L’exemple du cas du journaliste Khaled Drareni a défrayé la chronique lorsque celui-ci fut arrêté par les autorités algériennes en plein Hirak pour avoir fait des tweets relatant les événements des manifestations pacifiques des Algériens qui aspiraient à un avenir meilleur sous un régime démocratique et pas militaire.

Le journaliste connu pour avoir présenté les informations à la télévision algérienne et avoir même reçu Abdelmadjid Tebboune avant d’être président, a été traité d’ »espion » par ce même homme pendant le Hirak. Le chef de l’Etat algérien a déclaré que Khaled Drareni n’était pas un journaliste.

Bien que les raisons de son arrestation arbitraire n’ont pas été clairement annoncées par le régime algérien, il ne faut aucun doute que ce sont ses tweets qui ont dépassé les frontières algériennes qui ont suscité la colère du pouvoir, d’autant plus que le journaliste était correspondant pour des chaines étrangères et rendait compte de la réalité sur le terrain de l’ampleur de la grogne sociale.

Après lui, plusieurs autres journalistes ont connu le même sort, notamment le journaliste de Liberté Algérie, Rabeh Karèche, qui a été arrêté pour avoir couvert les manifestations des populations du sud algérien, une région où le régime algérien maintien un black-out médiatique de peur de la montée de velléités indépendantiste à cause des disparités profondes entre les habitants du nord, et celles du sud, pauvres et avec un taux de chômage élevé.

La situation des médias indépendants en Algérie est inquiétante. Leur proportion a drastiquement diminué depuis 2019, année à laquelle Abdelmadjid Tebboune a accédé au pouvoir à l’issue d’un coup de force de l’institution militaire qui a imposé « son » candidat au moment où le peuple rejetait l’idée d’une élection présidentielle et l’a boycotté deux fois.

Les médias exerçant en langue française et offrant une petite fenêtre sur la situation politique et sociale en Algérie ont été réduits au silence à coup de censure de leurs sites électroniques. Ces médias ont été obligés de subir une ligne éditoriale proche du pouvoir alors que jusqu’alors avaient une étiquette d’indépendants.

Le cas de Tout sur l’Algérie (TSA) en est un exemple probant de ce revirement soudain de ligne éditoriale devenue pro-pouvoir.

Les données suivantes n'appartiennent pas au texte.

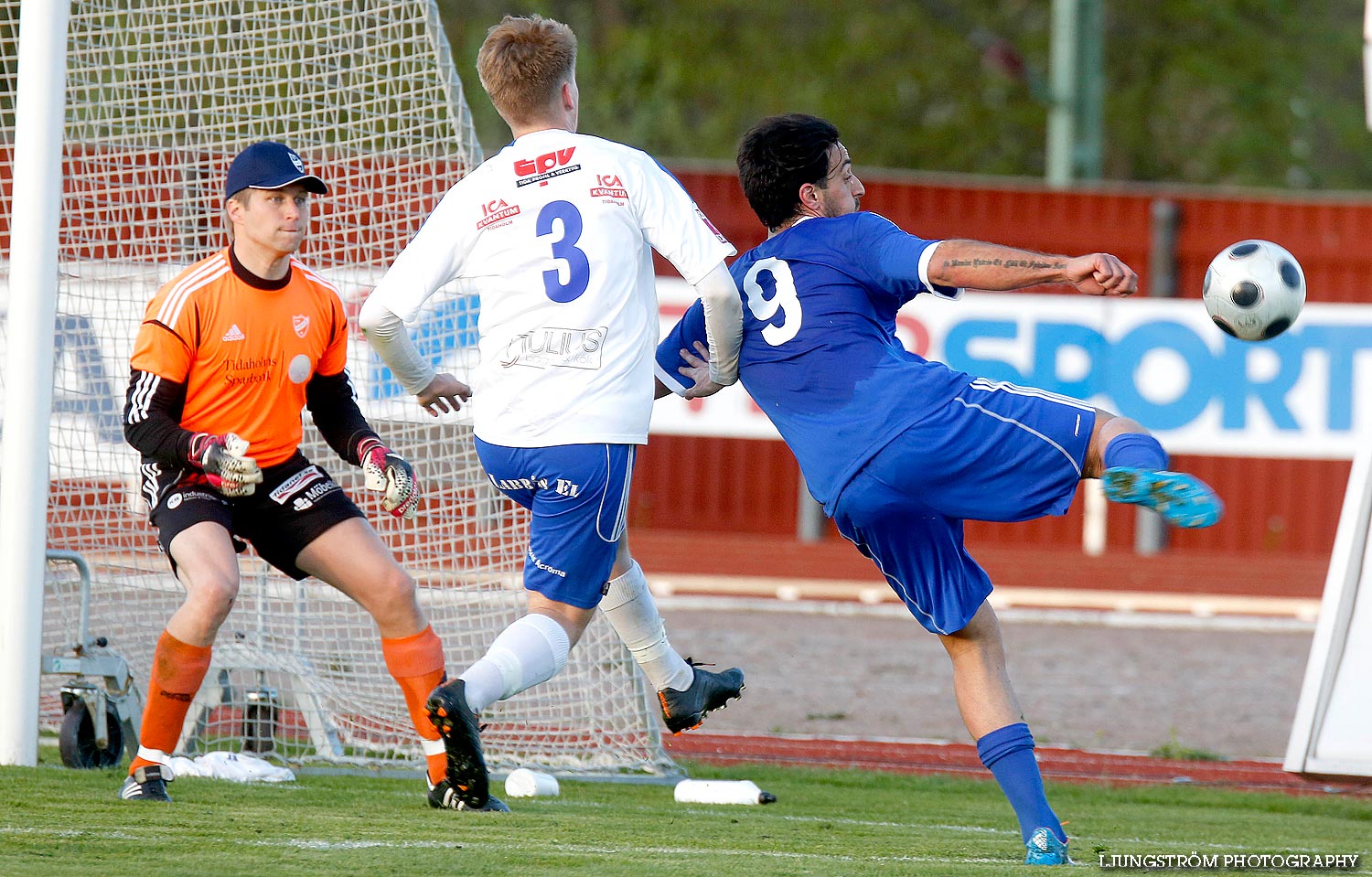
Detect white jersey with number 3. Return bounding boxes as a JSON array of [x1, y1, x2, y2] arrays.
[[372, 129, 734, 447]]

Le cas d’El Watan également est inquiétant où le dernier article publié remonte au 30 décembre 2021.

Plus récemment, Liberté Algérien, le dernier journal qui pouvait se permettre encore d’écrire librement, de critiquer et de remplir son rôle d’information, du fait de son appartenance à un homme d’affaires, Issad Rebrab, a fini par fermer sous la pression.

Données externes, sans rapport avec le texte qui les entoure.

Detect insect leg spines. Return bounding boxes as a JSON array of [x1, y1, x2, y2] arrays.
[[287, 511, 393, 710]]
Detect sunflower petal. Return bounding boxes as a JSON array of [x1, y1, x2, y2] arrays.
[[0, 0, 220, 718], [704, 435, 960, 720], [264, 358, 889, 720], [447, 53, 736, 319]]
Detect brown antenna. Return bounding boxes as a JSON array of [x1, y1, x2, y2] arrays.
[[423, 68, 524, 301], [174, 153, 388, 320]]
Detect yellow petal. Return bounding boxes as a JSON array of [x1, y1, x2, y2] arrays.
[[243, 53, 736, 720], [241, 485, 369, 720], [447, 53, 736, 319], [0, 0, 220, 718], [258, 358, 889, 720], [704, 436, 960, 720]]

Ce constat est partagé par le dernier rapport de Reporters Sans frontières dans son édition de 2022, où il est noté que le paysage médiatique en Algérie « n’a jamais été aussi détérioré », énumérant les problématique. Des médias indépendants sous pression, des journalistes régulièrement emprisonnés ou poursuivis, et plusieurs sites internet bloqués.

« Médias et journalistes subissent de nombreuses pressions, dont la majorité sont exercées par la présidence de la République, les partis politiques, les services de sécurité et les autorités locales », indique le rapport, notant « une influence directe sur la nomination et le licenciement des responsables des médias et des autorités de régulation » par le pouvoir algérien.

Une réforme du code pénal, adoptée en 2020, criminalise de un à trois ans de prison la diffusion de « fausses nouvelles » et de « discours haineux » visant à porter atteinte « à l’ordre et à la sécurité nationale » ou à la « la sûreté de l’État et à l’unité nationale », explique RSF qui ajoute que ces motifs sont « régulièrement utilisés » à tort et à travers dans le seul but de criminaliser et condamner les journalistes.

« Dans ce contexte, la censure et l’autocensure sont largement répandues », dénonce Reporters sans frontières, qui relève par ailleurs une situation économique difficile pour les organes de presse qui se retrouvent privés de publicités et de subventions d’État qui « ne sont octroyées qu’aux médias publics ou aux médias privés proches du régime ».